Validation using a mapping interface as a means of avoiding crypto addresses. Both ends need to do the validation, for hosts is bad, because this is needed for very host pair commiunication. If you do it per prefix, then it scales much better. There may be different trust models with the different prefix or address mapping.
Questions / Comments:
It was noted that this approach is only needed for legacy v6, this is not needed for shim6 capable hosts. If there is a mixed scenario, then you may need to tell the host the different configurations. What needs more discussion is what the primary goal here: provider independence or legacy host support? Depending what you pick, you end us with different solutions.
It is useful to think of this in a layering fashion. If you use C-ULA in the site and a GPRS interface, and could present to the peer the C-ULA and the GPRS address, it is not infeasiuble to provide this flexibility.
Path Selection - Olivier Bonaventure & Luigi Iannone
[presentation]
The host don't usually has the vision of the cost of the different paths, the ISP does. We need to understand which are the goals for the different TE configurations, using the Schiller clasification. Provide a service that has more information than the hosts and provides a service to the hosts, providing locator selection. The host will send a list of host addresses available and the service will return the pairs that are best using certian criteria
Questions / Comments:
It was clarified that this service would be provided by the ISP and the ISP would need to understand the different connectivity that the host has. It was noted that if the connectivity options span multiple ISPs then the ISPs would need to coordinate.

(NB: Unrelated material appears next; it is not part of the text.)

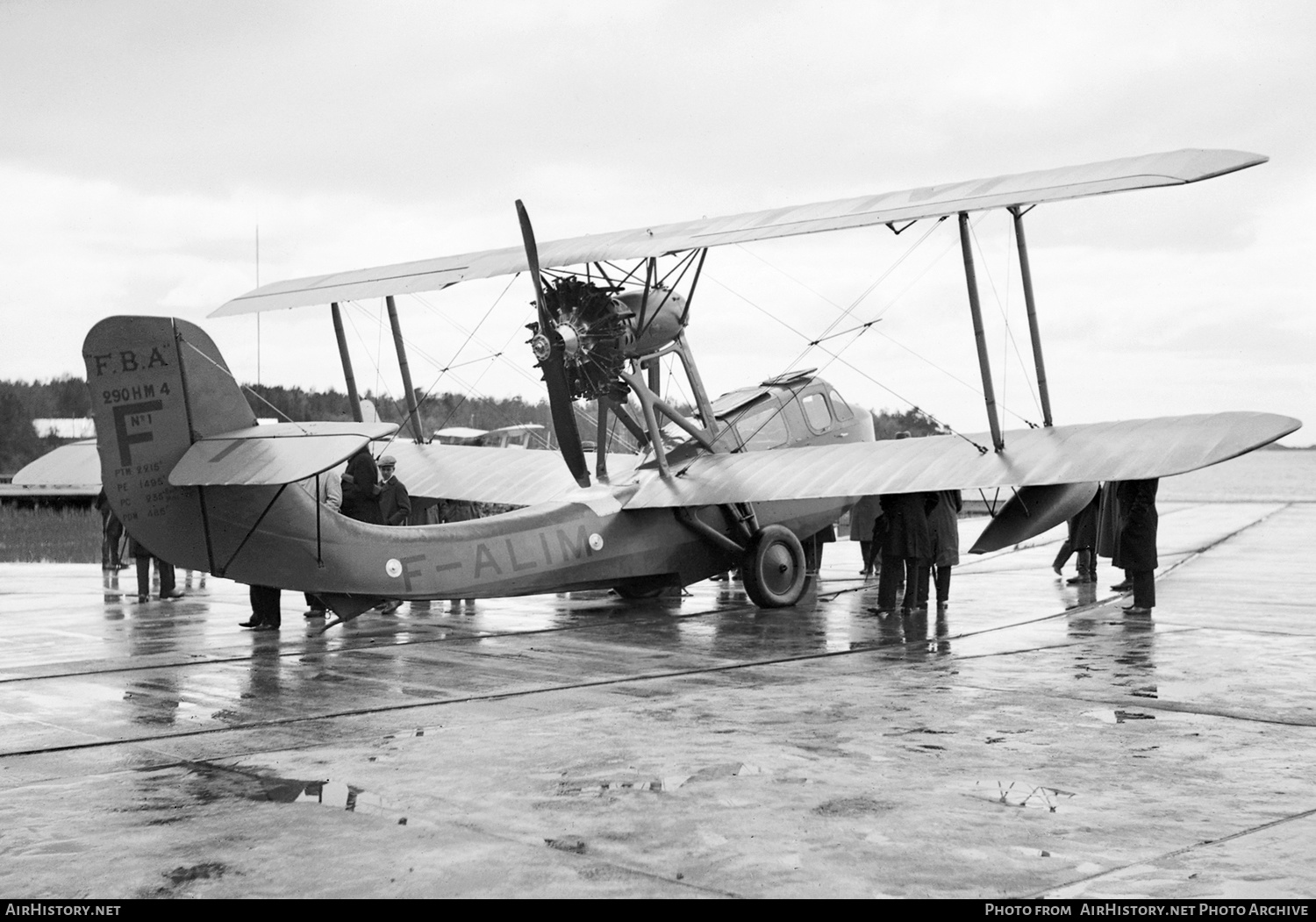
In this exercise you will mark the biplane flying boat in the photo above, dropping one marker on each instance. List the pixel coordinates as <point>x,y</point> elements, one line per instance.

The service was envisaged to operate as an anycast service, and was intended to offer the same answers across different instances of the service operated by different providers when provided with the same query.
Next Steps Work Items - Iljitsch van Beijnum
[presentation]
A discussion on what's missing from the base specification of Shim6 to consider what new work the WG should take on.
We are not yet finished with the work on the base protocol specification, and further work should wait until these documents had completed the publicaiton review process.
Potential areas for further study include ingress filtering, ICMP, tunnels, and source address routing as they relate to multi-addressed hosts. Also initial failures, mapping mechanisms, reachability detection, TE,proxy shim6 and the more general consideration of rewriting addresses in routers and NATs.
Questions / Comments:
It was noted that the aspect of operation of multi-addressed hosts and their interaction with the local routing environment was an intrinsic issue with IPv6 rather than SHIM6, and the 6MAN WG is studying this topic.
It was observed that IKE may not be that hard, because it already has NAT traversal, so that may work with 1:1 address translating NATs. This may require a broader level of consensus in the IETF to handle referrals appropriately.
Further work may ential exploration of Proxy shim6 with DNS based validations, since it may be an easier to explore.
It was also proposed that the WG could merge the different proxy shim6 proposals.